Reading git range-diff output

The git range-diff command compares two commit ranges. You can use this to check how a branch changed before and after a rebase, or to find differences between a commit on your main branch and a corresponding backport on a long-term-support branch.

If you’ve ever tried to use git diff to figure out the changes introduced by resolving merge conflicts, you might understand the pain point this helps address — git diff shows you all the changes between two commits, so you get all the changes introduced by the merge as well as all the conflict resolutions. git range-diff factors these changes out and makes it a lot easier to see how a branch changed over time. (It is an endless pet peeve of mine that GitHub does not give any visibility into how a PR changes when you push commits to it. As a result, many developers who have only used version control through GitHub have no idea that this sort of tool is even possible, despite being trivial to construct.)
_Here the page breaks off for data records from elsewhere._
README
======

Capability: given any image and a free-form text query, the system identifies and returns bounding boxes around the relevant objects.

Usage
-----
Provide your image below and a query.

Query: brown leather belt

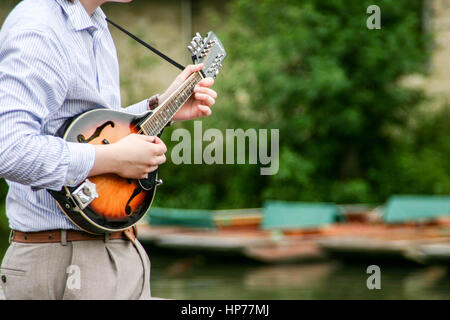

I’ve started to use git range-diff more lately, but I’ve been somewhat baffled by the output format, which the man page considers unworthy of explanation. Last night I read some of the Git source code to figure out how git range-diff works — here’s what I found.

Diffs of diffs

git range-diff runs two git diff operations and then diffs the results. The output syntax is not very special — it’s literally just a diff of diffs. The first column of diff markers shows you how the diffs changed, and the second column shows you the diff itself.

Let’s walk through a set of changes to learn how to read diffs of diffs. Suppose we have a shell script which finds YAML files:

find \
    -path '*.yaml'

You notice that it’s not picking up files with the .yml extension, so you add another clause:

find \
    -path '*.yaml' \
    -o -path '*.yml'

Meanwhile, your colleague runs ShellCheck on the script, notices that some implementations of find have no default path and adds one to fix the script on macOS and other BSDs:

find \
    . \
    -path '*.yaml'

You merge in your colleague’s changes, producing this result:

find \
    . \
    -path '*.yaml' \
    -o -path '*.yml'

Then, you run git range-diff main BEFORE_MERGE AFTER_MERGE, perhaps using git reflog to find the commit hashes before and after merging in the changes from main. Here’s the diff output:

  ## find-yaml.sh ##
 @@
- #!/usr/bin/env bash

  find \
+     . \
 -    -path '*.yaml'
 +    -path '*.yaml' \
 +    -o -path '*.yml'

First, note the - #!/usr/bin/env bash line. Due to the extra argument to find added in main, the changes in the AFTER_MERGE commit start one line later in the file, so the diff’s context starts one line later as well. This shows up as the context line being removed, even though it wasn’t changed on either side!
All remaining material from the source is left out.